Louise Michel (1833-1905) lors de la révolte pour le pain 9 mars 1883, anonyme
Dans le box de la Cour d'assises de la Seine, une femme en noir se lève : elle ne plaide pas l'innocence, elle revendique le pillage.
Le 9 mars 1883, l'esplanade des Invalides accueille un rassemblement de sans-travail organisé par la chambre syndicale des menuisiers. Plusieurs centaines d'ouvriers au chômage s'y pressent dans le froid. Louise Michel est là, comme toujours quand la misère déborde dans la rue.
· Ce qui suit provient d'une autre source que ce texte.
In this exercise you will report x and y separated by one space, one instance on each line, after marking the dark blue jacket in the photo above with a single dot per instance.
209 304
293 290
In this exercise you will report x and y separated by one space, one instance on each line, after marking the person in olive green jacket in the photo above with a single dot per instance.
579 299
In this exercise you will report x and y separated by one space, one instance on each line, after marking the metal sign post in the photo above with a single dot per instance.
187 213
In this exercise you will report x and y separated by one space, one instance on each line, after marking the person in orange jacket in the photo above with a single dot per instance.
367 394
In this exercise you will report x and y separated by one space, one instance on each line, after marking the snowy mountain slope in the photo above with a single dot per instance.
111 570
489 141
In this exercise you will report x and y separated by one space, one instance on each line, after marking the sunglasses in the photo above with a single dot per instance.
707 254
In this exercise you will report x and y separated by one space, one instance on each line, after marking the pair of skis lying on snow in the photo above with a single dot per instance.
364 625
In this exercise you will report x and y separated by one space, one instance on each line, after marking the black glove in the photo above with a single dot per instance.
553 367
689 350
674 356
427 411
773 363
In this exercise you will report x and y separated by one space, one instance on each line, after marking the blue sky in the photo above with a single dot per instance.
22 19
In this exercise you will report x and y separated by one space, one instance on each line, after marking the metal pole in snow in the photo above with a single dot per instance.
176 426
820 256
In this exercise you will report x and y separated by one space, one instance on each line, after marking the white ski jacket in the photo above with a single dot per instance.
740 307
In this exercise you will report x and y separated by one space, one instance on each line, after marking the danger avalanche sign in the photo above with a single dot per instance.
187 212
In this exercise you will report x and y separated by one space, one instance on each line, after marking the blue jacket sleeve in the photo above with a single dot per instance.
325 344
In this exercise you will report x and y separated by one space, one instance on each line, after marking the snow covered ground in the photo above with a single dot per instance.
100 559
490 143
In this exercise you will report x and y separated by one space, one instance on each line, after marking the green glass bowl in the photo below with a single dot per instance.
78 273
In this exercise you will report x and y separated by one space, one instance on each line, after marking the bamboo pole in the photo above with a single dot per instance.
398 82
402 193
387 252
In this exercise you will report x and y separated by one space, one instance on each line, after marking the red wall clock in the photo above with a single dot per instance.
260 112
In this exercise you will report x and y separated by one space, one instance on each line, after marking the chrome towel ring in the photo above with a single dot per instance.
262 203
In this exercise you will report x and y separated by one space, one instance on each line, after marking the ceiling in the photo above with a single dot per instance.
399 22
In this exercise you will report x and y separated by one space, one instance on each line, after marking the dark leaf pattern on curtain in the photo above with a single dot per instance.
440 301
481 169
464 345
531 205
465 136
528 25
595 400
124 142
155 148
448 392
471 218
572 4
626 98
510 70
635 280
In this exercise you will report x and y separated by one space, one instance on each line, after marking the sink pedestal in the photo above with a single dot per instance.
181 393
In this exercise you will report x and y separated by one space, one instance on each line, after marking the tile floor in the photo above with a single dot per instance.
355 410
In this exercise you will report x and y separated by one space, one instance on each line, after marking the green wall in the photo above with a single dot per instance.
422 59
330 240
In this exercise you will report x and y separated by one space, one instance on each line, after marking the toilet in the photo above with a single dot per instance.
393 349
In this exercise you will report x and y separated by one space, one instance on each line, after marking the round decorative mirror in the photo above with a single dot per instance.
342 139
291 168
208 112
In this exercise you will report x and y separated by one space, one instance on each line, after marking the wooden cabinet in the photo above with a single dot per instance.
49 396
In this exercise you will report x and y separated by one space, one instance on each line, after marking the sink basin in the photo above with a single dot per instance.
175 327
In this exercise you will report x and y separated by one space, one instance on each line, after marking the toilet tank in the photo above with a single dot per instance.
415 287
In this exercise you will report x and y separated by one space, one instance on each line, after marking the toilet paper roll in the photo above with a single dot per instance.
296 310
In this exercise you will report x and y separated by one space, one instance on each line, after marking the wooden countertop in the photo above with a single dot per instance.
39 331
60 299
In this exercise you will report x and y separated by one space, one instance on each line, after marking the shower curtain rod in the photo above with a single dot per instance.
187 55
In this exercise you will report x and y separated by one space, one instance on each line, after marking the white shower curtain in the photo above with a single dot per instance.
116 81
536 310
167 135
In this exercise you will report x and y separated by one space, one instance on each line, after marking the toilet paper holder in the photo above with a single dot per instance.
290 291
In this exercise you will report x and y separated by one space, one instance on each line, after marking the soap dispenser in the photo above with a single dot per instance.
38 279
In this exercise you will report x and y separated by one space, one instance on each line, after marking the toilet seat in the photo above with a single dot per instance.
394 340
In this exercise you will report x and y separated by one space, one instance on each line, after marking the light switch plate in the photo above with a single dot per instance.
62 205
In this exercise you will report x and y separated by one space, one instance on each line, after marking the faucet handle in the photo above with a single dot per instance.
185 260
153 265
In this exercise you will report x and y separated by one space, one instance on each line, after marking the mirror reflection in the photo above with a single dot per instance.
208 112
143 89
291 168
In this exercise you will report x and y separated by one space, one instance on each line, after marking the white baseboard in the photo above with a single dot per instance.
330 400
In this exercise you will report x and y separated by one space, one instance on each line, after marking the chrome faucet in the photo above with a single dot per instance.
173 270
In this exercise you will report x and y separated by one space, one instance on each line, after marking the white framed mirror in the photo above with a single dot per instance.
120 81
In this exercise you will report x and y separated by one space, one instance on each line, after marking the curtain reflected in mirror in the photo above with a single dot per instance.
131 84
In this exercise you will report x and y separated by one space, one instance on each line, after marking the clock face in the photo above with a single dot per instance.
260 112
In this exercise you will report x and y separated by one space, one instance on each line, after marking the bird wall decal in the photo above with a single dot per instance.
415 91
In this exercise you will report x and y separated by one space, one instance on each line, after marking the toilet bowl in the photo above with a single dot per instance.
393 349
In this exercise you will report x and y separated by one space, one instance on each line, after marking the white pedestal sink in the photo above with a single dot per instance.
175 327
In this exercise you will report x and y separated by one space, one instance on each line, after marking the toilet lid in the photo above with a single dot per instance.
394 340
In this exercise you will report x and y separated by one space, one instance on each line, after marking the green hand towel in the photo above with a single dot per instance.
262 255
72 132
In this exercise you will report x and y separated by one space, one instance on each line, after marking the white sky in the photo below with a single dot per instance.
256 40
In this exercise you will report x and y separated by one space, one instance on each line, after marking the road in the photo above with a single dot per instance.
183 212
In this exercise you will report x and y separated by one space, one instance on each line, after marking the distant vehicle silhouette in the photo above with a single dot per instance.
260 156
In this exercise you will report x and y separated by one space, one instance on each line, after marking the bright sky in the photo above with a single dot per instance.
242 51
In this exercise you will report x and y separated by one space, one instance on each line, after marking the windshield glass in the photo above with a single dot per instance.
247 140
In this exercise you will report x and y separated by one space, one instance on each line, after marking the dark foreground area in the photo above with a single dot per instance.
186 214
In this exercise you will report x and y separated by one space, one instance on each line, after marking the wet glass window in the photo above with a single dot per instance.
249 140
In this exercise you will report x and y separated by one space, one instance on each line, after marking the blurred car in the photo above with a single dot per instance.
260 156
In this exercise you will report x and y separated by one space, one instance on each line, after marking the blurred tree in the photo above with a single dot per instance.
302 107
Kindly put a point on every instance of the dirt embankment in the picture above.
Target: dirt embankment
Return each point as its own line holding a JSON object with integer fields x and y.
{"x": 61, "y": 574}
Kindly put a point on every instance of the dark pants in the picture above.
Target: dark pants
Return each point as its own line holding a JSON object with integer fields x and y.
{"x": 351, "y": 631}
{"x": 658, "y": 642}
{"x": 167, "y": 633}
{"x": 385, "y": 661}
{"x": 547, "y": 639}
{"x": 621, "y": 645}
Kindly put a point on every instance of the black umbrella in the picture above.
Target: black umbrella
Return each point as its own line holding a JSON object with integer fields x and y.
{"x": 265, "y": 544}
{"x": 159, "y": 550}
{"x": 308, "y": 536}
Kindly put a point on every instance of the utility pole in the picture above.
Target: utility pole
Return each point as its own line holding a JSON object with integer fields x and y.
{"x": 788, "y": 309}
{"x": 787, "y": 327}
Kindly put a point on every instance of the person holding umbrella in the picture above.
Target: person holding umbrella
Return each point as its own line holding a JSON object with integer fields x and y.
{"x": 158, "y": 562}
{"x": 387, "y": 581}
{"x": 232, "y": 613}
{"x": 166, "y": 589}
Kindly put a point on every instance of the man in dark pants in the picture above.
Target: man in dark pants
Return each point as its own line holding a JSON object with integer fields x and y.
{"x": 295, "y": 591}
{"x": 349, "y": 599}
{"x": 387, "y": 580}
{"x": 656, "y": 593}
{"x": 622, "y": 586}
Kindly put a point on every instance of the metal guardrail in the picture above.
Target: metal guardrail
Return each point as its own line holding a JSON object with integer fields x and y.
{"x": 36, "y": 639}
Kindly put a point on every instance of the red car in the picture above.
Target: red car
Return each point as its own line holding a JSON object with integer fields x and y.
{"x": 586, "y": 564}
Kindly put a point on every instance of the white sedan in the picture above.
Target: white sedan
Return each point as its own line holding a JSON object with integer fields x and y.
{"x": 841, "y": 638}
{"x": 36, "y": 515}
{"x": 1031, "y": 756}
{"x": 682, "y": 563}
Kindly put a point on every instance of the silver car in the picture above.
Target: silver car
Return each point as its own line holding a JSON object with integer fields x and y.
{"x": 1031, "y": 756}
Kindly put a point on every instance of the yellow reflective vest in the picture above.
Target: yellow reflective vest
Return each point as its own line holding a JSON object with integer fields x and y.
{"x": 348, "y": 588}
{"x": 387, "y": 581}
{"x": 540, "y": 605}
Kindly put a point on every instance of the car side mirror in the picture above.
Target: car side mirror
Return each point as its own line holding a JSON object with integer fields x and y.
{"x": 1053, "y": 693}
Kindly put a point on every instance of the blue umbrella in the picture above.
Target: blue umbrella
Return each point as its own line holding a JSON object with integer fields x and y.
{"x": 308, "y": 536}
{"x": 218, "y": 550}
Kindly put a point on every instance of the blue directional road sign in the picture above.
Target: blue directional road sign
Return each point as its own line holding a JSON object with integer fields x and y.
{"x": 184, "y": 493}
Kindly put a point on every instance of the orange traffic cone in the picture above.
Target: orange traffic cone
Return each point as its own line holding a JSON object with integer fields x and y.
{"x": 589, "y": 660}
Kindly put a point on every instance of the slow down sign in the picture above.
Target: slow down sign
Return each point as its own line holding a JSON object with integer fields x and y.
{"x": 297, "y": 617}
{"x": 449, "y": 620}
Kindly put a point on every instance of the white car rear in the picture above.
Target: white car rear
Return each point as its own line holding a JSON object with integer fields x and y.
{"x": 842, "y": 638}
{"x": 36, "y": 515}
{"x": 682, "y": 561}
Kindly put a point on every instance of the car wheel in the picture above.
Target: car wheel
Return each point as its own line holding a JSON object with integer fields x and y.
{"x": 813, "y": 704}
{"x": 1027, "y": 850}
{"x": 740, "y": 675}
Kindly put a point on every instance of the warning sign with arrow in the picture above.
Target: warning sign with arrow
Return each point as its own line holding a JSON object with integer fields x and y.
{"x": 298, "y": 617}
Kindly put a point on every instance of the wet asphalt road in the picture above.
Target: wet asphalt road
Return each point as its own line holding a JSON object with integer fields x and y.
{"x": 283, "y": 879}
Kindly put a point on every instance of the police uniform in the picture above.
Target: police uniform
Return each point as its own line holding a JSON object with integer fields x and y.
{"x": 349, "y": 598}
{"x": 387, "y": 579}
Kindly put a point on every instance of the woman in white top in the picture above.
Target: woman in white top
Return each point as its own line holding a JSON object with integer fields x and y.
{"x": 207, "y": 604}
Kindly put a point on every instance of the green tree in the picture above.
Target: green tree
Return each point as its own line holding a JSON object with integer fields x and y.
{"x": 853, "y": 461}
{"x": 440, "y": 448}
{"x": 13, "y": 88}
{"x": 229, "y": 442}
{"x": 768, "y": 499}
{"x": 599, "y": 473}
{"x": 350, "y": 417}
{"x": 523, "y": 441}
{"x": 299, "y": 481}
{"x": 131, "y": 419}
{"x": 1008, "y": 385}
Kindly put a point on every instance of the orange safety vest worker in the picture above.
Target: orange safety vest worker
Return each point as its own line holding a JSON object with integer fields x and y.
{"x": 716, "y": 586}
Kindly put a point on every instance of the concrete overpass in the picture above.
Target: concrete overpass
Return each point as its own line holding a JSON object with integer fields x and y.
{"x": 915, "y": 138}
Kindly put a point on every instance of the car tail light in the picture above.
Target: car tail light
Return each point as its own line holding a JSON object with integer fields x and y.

Depuis la Commune, depuis la déportation en Nouvelle-Calédonie et le retour triomphal de 1880, elle est devenue la figure la plus visible du mouvement révolutionnaire parisien — et la plus surveillée.
Ce jour-là, elle improvise un geste qui va marquer l'histoire du mouvement ouvrier : elle fixe un vieux jupon noir sur un manche à balai et brandit ce drapeau de fortune à la tête du cortège. C'est la première apparition du drapeau noir dans une manifestation en France. Le symbole, qui deviendra l'emblème de l'anarchisme international, naît ainsi d'un chiffon et d'un manche à balai dans les mains d'une ancienne institutrice.
Le cortège s'ébranle. Les manifestants descendent vers le faubourg Saint-Germain. La colère et la faim font le reste : trois boulangeries sont pillées, rue du Four, rue des Canettes, boulevard Saint-Germain. Les vitrines volent, le pain est distribué. Aux côtés de Louise Michel, Émile Pouget — futur fondateur du Père Peinard — participe à l'action. L'affaire tourne à l'émeute de la faim, brève et brutale.
Les arrestations suivent. Louise Michel est inculpée d'« excitation au pillage ». Son procès s'ouvre le 21 juin 1883 devant la Cour d'assises de la Seine, au Palais de Justice. L'accusée refuse tout avocat. Elle assure elle-même sa défense et transforme le box en tribune. Elle ne nie rien, ne regrette rien. Elle interpelle les jurés : « Ce n'est pas nous qu'on poursuit, c'est le parti anarchiste que l'on poursuit en nous. » Elle explique que le vrai crime est la misère, que les affamés qui prennent du pain ne sont pas des voleurs mais des victimes d'un ordre social qui les condamne à crever.
Le 22 juin, le verdict tombe : six ans de réclusion et dix ans de surveillance de haute police. La sévérité de la peine confirme ce que Louise Michel proclame — c'est bien un procès politique. Le pouvoir républicain, qui se veut héritier de 1789, envoie en prison celle qui a pris la misère au mot. Les boulangeries pillées de la rue du Four n'étaient qu'un prétexte ; ce que la République ne supporte pas, c'est cette femme debout qui refuse de courber la tête et qui dit tout haut ce que la rue pense tout bas.
Louise Michel entre à la prison de Saint-Lazare, puis sera transférée à Clermont. Elle ne sortira qu'en janvier 1886, graciée par le président Grévy sous la pression de l'opinion. Elle reprendra aussitôt ses activités militantes, comme si ces trois années de cellule n'avaient été qu'une parenthèse.
Sur le manche à balai de l'esplanade des Invalides, le jupon noir claque encore.